The year is 2003. In Saudi Arabia, the semester at the university American-born Ahmed Abu-Ali is attending in Medina is coming to an end. It’s exam time. Soon, he’ll be on a jet headed for his family’s home in Falls Church, Virginia.
But 23-year-old Abu-Ali never makes it to the airport. Or anywhere close. Instead he is arrested by Saudi security services “for questioning,” and imprisoned. And that’s where he would stay for the next twenty months. With no lawyer and no charge against him.
And where, Abu-Ali says, he was routinely tortured, including the occasion when a “confession” was squeezed from him under extreme duress. It was a “confession” of a conspiracy to organize an al-Qaeda cell in the US, and to use guns or a suicide mission to kill the president of the United States.
At the same time, Abu-Ali’s parents, naturalized US citizens living in Northern Virginia, find themselves crazed by the frustration of effectively having their son “disappeared” – a victim of extraordinary rendition in plain sight — and being unable to get a coherent story from either the Saudis, who are holding him, or the US, which they strongly suspect is apparently managing his incarceration.
Finally, in August 2004, after the FBI executed a search warrant on their home, Abu-Ali’s parents’ frustration reached a boiling point. They filed a habeas corpus lawsuit in the U.S. District Court of the District of Columbia, seeking a legal justification of Abu-Ali’s detention, and his ultimate release.
The legal team for the habeas action included high-profile constitutional rights scholar, Georgetown University law professor David Cole and other prominent civil rights lawyers, including Morton Sklar.
The government’s position had been that Abu-Ali was too dangerous to be brought to the US. But then it dropped its legal IED. It flew Abu-Ali to the United States.

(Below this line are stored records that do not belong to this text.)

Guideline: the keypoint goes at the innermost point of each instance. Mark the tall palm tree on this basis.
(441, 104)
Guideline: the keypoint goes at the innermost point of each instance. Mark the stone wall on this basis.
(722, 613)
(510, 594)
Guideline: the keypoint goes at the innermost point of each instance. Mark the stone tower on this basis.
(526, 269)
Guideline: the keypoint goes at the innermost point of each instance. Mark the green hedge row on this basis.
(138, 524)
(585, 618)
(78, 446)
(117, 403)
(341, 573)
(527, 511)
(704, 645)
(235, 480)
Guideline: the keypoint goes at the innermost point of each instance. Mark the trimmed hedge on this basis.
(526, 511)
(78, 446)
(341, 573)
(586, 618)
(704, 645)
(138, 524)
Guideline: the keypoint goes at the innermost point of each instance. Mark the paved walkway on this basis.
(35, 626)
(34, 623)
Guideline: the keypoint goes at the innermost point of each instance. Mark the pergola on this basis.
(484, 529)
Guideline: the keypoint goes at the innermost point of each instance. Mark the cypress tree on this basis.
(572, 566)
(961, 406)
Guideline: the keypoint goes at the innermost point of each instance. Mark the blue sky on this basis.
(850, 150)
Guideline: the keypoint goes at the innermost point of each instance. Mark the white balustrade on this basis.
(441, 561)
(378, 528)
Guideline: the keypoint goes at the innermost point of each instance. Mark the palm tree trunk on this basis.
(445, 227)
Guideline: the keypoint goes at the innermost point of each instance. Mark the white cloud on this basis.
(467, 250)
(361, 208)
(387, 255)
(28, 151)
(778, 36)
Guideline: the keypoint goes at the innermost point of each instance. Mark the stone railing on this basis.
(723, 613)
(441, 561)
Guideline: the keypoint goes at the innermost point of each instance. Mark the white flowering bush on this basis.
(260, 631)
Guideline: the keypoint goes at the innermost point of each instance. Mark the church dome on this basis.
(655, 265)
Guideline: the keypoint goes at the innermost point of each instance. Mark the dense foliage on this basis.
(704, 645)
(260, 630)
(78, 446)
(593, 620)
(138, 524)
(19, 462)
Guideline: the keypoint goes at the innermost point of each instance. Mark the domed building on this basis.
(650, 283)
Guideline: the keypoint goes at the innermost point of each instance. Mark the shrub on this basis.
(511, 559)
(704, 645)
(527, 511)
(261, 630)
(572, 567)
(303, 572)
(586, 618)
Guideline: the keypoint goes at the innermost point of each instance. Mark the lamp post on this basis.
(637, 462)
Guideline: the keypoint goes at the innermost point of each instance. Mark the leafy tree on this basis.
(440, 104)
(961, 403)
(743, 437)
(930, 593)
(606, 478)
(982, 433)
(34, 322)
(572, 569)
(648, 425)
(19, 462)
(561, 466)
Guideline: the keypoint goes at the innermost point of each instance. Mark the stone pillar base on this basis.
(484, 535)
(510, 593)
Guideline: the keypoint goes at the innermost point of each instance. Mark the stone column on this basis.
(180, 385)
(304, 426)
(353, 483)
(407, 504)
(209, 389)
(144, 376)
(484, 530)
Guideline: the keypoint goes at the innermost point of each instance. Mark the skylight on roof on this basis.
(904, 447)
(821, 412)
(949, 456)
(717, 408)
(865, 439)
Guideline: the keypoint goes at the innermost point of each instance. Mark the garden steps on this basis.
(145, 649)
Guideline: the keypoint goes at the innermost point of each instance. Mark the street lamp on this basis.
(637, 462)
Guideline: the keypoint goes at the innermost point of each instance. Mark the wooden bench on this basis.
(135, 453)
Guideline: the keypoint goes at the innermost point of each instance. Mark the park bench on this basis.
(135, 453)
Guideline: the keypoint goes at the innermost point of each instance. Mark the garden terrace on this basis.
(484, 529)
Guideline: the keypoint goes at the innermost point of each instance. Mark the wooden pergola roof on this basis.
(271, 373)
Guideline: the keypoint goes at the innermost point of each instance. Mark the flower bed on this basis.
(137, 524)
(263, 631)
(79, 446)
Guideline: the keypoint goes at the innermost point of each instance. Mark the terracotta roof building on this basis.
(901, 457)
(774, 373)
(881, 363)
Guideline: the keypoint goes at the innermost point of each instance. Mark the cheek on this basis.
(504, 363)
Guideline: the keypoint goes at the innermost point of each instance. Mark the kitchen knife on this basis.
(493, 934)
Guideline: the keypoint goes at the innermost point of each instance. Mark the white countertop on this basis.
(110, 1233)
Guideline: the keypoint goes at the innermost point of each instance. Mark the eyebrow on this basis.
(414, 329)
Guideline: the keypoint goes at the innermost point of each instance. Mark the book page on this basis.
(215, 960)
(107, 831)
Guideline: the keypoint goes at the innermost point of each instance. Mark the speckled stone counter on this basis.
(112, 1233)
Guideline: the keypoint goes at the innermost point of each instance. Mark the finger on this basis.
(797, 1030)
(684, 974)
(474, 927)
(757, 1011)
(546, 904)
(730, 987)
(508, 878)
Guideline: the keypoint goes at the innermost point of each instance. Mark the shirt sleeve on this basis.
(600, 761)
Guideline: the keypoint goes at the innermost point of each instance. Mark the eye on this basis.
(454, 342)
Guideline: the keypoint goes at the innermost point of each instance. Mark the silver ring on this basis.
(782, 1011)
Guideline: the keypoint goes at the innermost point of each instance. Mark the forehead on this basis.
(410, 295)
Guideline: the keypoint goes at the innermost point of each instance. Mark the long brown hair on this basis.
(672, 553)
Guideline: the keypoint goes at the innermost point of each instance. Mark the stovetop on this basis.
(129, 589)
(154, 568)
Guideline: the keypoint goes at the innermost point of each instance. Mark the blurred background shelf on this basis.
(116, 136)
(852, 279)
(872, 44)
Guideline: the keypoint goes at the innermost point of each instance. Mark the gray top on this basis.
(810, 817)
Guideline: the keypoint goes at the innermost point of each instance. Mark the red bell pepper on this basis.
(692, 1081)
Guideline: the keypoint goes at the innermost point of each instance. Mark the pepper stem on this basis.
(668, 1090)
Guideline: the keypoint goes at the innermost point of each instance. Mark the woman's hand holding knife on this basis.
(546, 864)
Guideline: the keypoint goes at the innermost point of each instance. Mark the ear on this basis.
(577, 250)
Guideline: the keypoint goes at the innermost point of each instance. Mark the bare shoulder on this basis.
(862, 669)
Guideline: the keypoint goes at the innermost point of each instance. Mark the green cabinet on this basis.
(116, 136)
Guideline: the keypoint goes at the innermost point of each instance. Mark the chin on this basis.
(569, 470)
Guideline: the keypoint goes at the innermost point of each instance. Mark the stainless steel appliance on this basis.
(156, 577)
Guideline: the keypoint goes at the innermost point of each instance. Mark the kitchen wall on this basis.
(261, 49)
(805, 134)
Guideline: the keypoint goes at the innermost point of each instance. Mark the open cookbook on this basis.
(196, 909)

This mooted Judge Bates’s question, as lawyer Cassel put it, “whether the government could proceed upon secret evidence to block his return.”
Now that he was back in the States, it was a stretch to deny that the Abu-Ali’s Saudi detention was not with U.S. consent – indeed, according to attorney David Cole, his return was arguably facilitated at the U.S.’s behest.
It was only Judge Bates’s interest in Abu-Ali’s case that changed the government’s mind.
Judge Bates was concerned about the potentially indefinite imprisonment of a U.S. citizen, with the U.S.’s consent, in a foreign prison where due process is ignored and torture is common.
He had reason to be suspicious. Saudi Arabia’s human rights record had long been a disaster. It is generally acknowledged to be the most orthodox and repressive of the Arab regimes in the Middle East. It retains that role, even after the so-called Arab Awakening and the grisly situation in Syria.
The State Department Country Reports on Human Rights Practices for 2003 says Saudi Arabian security forces “tortured detainees” and that “torture and abuse were used to obtain confessions from prisoners.”
But now that Abu-Ali was physically in the US, the government had to charge him with something – presumably that would reassure the public that the government was waging the “war on terror” relentlessly, and successfully.
Abu-Ali was arraigned on February 22. The Government used Abu-Ali’s Saudi-prison confession, with an FBI agent testifying at the hearing on the bail motion, that Abu-Ali had confessed to Saudi officials that “he associated with persons involved with al-Qaeda, received things of value from them, and talked with one or more of them about how to assassinate President Bush, whether by car bomb or shooting.”
The government’s charge of conspiracy also seemed questionable. When the indictment was made available to the public, it raised an even larger question about the entire prosecution. Nowhere in the indictment is Abu-Ali tied to any terrorist event or action. Legal experts asked, “If his only transgression was conversation – speech — what is the crime? Where’s the beef?”
Plainly, there was not enough evidentiary support for a charge of conspiracy to assassinate President Bush. Conspiracy normally requires an agreement, and an overt act in furtherance of the agreement. Nothing in the indictment suggests that Abu-Ali either agreed to attempt to assassinate Bush, or took any action as a step to doing so.
So, instead, the indictment simply charges Abu-Ali with having “associated” with alleged terrorists. Specifically, it claims that he talked about wanting to kill Bush with these persons, and that he received money from one or more of them — for what purpose, it is unclear. Abu-Ali’s lawyers also argued that if their client had confessed at all, the confession was obtained under extreme duress – torture – and would have been inadmissible in court.
Justice Department attorneys said US courts lacked jurisdiction over cases involving US citizens in foreign custody. District Judge John D. Bates rejected the notion that “when the United States acts against citizens abroad it can do so free of the Bill of Rights.” He ordered the Justice Department to produce evidence establishing what role, if any, U.S. officials played in Abu-Ali’s arrest and detention.
The government’s “position is as striking as it is sweeping,” the judge said. He warned that its behavior would allow the government to arrest people and deliver them to another country in order to avoid constitutional scrutiny, or even “to deliver American citizens to foreign governments to obtain information through the use of torture.”